Tignola Anarsia Lineatella la farfalla che distrugge i frutti

Laura Bennet
  • Dott. in scienze biologiche

Che cos’è l’Anarsia lineatella? Qual è il suo ciclo vitale? Quali danni provoca al pesco e alle altre Drupacee e come combatterla biologicamente e con trattamenti chimici?

anarsia

L’Anarsia è un lepidottero fitofago del pesco che a differenza della cidia, attacca direttamente i frutti delle varietà tardive, mandorlo, susine, nettarine e percoche, provocando ingenti danni ai germogli, alle gemme in via di sviluppo e soprattutto ai frutti in fase di maturazione.

L’Anarsia del pesco, Anarsia lineatella, chiamata anche tignola, allo stadio adulto è un lepidottero ovvero una piccola farfalla dotata di un addome tozzo con ali di colore grigio chiaro nella parte anteriore e striature più o meno chiare lungo tutta la superficie.

Anarsia-lineatella.-insetto

Dalla schiusa delle uova deposte dalle femmine, circa 200 a testa, nascono delle larve brunastre che dopo aver svernato svernano in piccole cavità della corteccia o dei rami, danno inizio alla loro attività alla ripresa vegetativa della pianta.

Lo sfarfallamento degli insetti adulti avviene, invece, nei mesi di maggio – agosto a seconda della temperatura.

Leggi anche Pesco coltivazione

Nel corso dell’anno l’Anarsia compie tre generazioni.

Pesco-malattia

Sintomi da infestazioni di Anarsia

Il frutto a vista presenta delle macchie rosso – brunastre ed è percorso da gallerie e buchi superficiali dalla buccia esterna fino all’endocarpo (polpa).

Difesa biologica

La lotta biologica contro questo parassita viene effettuata con l’impiego di trappole a ferormoni la cui funzione è quella di causare il disorientamento sessuale dell’insetto adulto.

I ferormoni distribuiti in campo impediscono ai maschi dell’Anarsia l’individuazione della femmina e quindi l’accoppiamento. La mancata fecondazione evita pertanto la deposizione delle uova da parte delle femmine sui germogli e sui frutti.

Quando non è possibile applicare il disorientamento sessuale si può ricorrere a un piano di difesa integrata-biologica, preferendo l’impiego di formulati insetticidi a base di Bacillus thuringiensis la cui efficacia si manifesta soprattutto nel controllo delle giovani larve di anarsia.

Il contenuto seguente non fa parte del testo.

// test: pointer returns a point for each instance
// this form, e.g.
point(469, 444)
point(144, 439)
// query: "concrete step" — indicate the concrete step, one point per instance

Il Bacillus thuringiensis è un batterio sporigeno in grado di contrastare infestazioni anche molto gravi causate da lepidotteri e ditteri senza nuocere agli insetti impollinatori, api e bombi e agli altri animali in genere. Inoltre non è fitotossico e può essere impiegato fino a pochi giorni prima della raccolta.

Lotta con antagonisti

Ha purtroppo un solo nemico naturale, il Paralitomastix variicornis, un imenottero che svolge un’azione parassitoide nei suoi confronti, riuscendo in parte a ridimensionarne la popolazione.

Trattamenti chimici

La lotta con prodotti chimici specifici a base di esteri fosforici:

  • Triflumuron,
  • Teflubenzuron,
  • Metoxifenozide,
  • Lufenuron,
  • Thiacloprid (sistemico)

Va effettuata preventivamente secondo un calendario e a comparsa dei primi sintomi.

I successivi interventi, distanziati di 15 – 20 giorni, devono proseguire fino a tutto Agosto.